The preliminary financial information was approved for issue by
the Board of Directors on 25 March 2014.
The statutory accounts for the year ended 31 December 2013 will
be delivered to the Registrar of Companies following the Company's
Annual General Meeting. Statutory accounts for the year ended 31
December 2012 have been filed with the Registrar of Companies. The
auditor's report on those 2012 accounts was unqualified and did not
contain any statement under Section498 (2) or (3) of the Companies
Act 2006.
GENERAL INFORMATION
The principal activity of the Group is the provision of world
class information solutions for Life Sciences research and
development. Instem plc is a company incorporated in England and
Wales under the Companies Act 2006 and domiciled in the UK. The
registered office is Diamond Way, Stone Business Park, Stone,
Staffordshire, ST15 0SD.
BASIS OF ACCOUNTING
While the financial information included in this preliminary
announcement has been prepared in accordance with the recognition
and measurement criteria of International Financial Reporting
Standards (IFRS), as adopted by the European Union (EU), this
announcement does not in itself contain sufficient information to
comply with IFRSs.
The Group's accounting reference date is 31 December.
GOING CONCERN
Having made appropriate enquiries, the directors consider that
the Group has adequate resources to enable it to continue in
operation for the foreseeable future. The Group has a significant
proportion of recurring revenue from a well-established global
customer base, supported by a largely fixed cost base.

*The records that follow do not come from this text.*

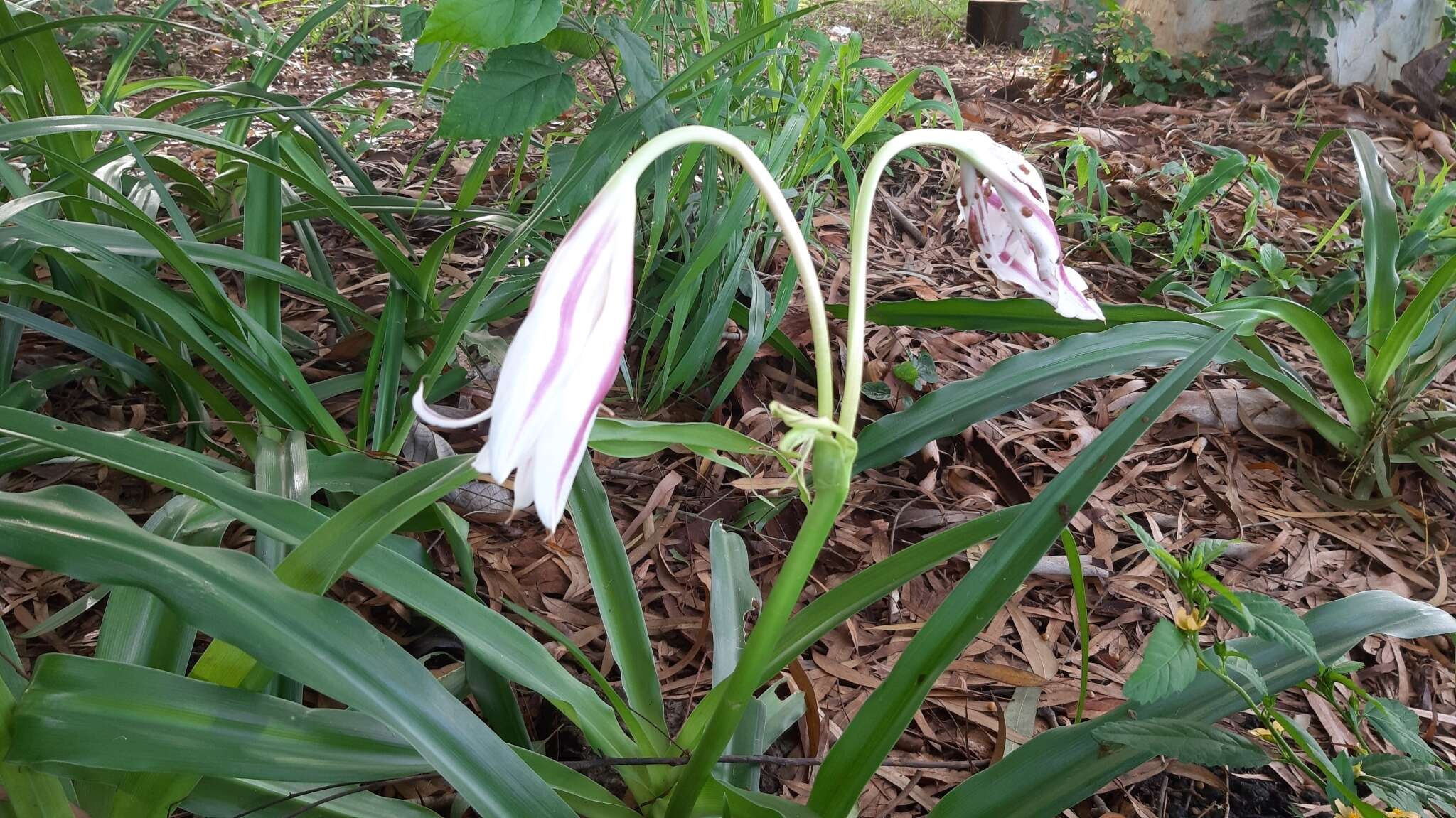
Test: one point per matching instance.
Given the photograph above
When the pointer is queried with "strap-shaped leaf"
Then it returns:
(314, 640)
(1066, 765)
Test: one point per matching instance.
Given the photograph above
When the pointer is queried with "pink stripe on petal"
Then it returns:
(568, 313)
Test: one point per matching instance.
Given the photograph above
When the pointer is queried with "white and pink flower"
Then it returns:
(562, 360)
(1005, 204)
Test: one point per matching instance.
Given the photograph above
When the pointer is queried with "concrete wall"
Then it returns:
(1369, 47)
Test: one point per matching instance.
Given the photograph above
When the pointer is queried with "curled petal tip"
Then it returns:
(444, 421)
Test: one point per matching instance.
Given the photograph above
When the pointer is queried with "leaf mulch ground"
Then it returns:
(1200, 473)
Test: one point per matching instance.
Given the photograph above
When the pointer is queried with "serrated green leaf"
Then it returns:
(519, 89)
(1407, 783)
(1397, 723)
(1233, 612)
(1278, 623)
(491, 23)
(1168, 665)
(1186, 741)
(875, 390)
(1171, 566)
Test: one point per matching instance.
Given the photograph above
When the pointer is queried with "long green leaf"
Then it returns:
(1066, 765)
(97, 714)
(1381, 236)
(318, 641)
(615, 590)
(1007, 315)
(1332, 353)
(1408, 328)
(494, 638)
(1025, 377)
(869, 737)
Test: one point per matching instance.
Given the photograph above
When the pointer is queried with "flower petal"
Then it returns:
(547, 350)
(429, 415)
(574, 405)
(1005, 203)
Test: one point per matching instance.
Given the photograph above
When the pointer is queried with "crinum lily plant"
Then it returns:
(567, 355)
(134, 738)
(562, 362)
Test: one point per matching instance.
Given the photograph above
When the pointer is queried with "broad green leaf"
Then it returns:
(833, 608)
(640, 66)
(1186, 741)
(1021, 379)
(1398, 725)
(1007, 315)
(732, 596)
(1414, 322)
(1244, 672)
(519, 87)
(194, 726)
(1276, 622)
(508, 650)
(1327, 345)
(31, 794)
(491, 23)
(1064, 766)
(1381, 235)
(615, 590)
(314, 640)
(1168, 665)
(226, 798)
(117, 716)
(976, 598)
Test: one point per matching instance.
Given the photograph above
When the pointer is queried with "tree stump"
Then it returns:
(995, 22)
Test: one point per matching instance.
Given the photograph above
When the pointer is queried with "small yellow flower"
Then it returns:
(1189, 622)
(1265, 736)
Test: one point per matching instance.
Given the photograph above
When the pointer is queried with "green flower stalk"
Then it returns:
(567, 351)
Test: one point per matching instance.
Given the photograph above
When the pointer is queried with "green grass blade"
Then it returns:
(1007, 315)
(1410, 326)
(1025, 377)
(1079, 593)
(1064, 766)
(976, 598)
(615, 590)
(1327, 345)
(262, 236)
(1381, 235)
(117, 75)
(318, 641)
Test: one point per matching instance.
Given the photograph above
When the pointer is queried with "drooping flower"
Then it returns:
(1264, 734)
(562, 360)
(1005, 204)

The financial position of the Group, its cash flows and
liquidity position are set out in the primary statements of this
financial information. Detailed projections have been made for the
12 months following the approval of the financial statements and
sensitivity analysis undertaken. This work gives the directors
confidence as to the future trading performance.
Accordingly the directors continue to adopt the going concern
basis for the preparation of the financial statements.
2. Segmental Reporting
For management purposes, the Group is currently organised into
one operating segment - Global Life Sciences.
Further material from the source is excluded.